Naturally, students will resort to means of avoiding getting caught in such a spider’s web of exploitative fees. In the same way that the digital era sent the creative arts industries into spasms of shock, so the next frontier of piracy will be education. Lecture attendances will drop as materials are redistributed illegally amongst the online fraternity. It will then be down to desperate sales experts to conjure up incentive schemes to entice larger audience numbers once again – bargain tutorials, 2-for-1 lectures, special discounts on learning materials, and so on.

Perhaps regimented degree courses will lose their foothold on the marketplace and instead, greater consumer choice will result in students being free to pick and choose from a whole spectrum of academia, as though they were passing from shop to shop on the High Street.
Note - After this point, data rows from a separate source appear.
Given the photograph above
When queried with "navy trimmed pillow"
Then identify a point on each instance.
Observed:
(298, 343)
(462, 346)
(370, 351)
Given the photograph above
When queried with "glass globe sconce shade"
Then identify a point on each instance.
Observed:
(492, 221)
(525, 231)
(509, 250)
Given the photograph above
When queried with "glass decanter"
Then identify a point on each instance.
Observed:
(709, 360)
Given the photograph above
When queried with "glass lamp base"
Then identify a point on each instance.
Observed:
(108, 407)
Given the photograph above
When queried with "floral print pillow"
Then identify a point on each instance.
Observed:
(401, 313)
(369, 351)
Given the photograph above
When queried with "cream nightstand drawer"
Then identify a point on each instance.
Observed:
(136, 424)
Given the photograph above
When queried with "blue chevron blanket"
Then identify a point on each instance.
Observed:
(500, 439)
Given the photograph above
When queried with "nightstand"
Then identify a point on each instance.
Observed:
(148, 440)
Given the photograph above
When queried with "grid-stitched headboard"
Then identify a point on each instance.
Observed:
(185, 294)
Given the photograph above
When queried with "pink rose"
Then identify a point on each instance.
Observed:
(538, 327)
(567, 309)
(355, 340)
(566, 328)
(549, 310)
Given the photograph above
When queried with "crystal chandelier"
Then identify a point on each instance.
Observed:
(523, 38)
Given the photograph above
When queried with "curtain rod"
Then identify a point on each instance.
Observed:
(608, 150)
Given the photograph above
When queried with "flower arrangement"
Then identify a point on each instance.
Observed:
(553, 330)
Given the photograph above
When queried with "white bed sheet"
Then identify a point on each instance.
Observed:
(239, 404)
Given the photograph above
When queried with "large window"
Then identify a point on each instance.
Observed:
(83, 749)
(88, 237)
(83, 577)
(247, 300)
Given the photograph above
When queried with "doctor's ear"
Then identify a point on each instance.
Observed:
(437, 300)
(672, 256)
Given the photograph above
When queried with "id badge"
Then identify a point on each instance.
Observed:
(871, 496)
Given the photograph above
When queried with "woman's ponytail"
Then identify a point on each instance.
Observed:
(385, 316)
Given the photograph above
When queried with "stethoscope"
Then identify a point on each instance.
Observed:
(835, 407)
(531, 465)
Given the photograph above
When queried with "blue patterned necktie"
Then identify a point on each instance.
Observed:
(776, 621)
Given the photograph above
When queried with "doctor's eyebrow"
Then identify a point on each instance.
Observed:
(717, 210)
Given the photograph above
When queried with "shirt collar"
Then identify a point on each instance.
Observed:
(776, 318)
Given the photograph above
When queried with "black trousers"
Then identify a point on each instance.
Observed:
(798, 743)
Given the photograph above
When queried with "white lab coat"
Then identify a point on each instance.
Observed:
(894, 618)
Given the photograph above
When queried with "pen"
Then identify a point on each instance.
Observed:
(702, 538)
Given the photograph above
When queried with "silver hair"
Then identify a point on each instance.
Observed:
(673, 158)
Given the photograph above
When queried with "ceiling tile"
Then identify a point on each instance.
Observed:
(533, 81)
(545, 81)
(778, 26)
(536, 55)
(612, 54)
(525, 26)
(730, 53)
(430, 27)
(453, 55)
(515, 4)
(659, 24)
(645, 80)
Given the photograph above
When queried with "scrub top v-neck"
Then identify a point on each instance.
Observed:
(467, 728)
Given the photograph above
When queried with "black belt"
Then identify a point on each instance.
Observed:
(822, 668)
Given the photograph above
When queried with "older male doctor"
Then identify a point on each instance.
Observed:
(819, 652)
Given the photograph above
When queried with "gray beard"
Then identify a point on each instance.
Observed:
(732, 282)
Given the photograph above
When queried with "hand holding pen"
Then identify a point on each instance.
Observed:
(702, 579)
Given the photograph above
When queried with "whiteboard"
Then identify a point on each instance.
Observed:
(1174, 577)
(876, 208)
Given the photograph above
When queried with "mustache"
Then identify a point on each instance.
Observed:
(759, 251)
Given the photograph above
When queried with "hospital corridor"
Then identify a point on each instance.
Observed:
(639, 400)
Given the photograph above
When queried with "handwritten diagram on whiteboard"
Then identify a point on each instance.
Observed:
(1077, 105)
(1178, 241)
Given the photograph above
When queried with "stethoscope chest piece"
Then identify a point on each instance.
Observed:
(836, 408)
A morning spent examining forensic samples could be followed by an afternoon analysing private company accounts. Indeed, why be confined by a single institution? With the adequate funds you could, for example, study English at Oxford for two days each week, coupled with three days of History at Durham, and then maybe the odd afternoon of Sports Science at Loughborough.

Of course with this tidal shift will come consumer’s rights. Students will develop expectations and adopt the indignation of disgruntled shoppers waving receipts in the air and demanding full cash refunds if they fail to be adequately met.

If students will inevitably feel disenfranchised by these developments then so too will university staff. They will be forced to enrol in swathes of customer services training, whilst sales teams will take up residence in the offices of professors, extolling the virtues of new marketing techniques. University deans will become slaves to charts and spend hours in boardrooms tossing forth strategies on how to escalate the sales figures of second year Anthropology modules.

No longer will lecturers simply be able to rely on their expertise within their chosen field; they will be required to possess a showmanship zeal for which they will be constantly rated alongside their rival colleagues. Instead of simply relying on tired Powerpoint slides, each lecture must be a performance, a revelatory experience captured on a hundred iPhones.

In the final analysis, the university of tomorrow will be the realisation of a revolution, whereby old-fashioned meritocracy is torn down by the almighty modern hands of purchase power.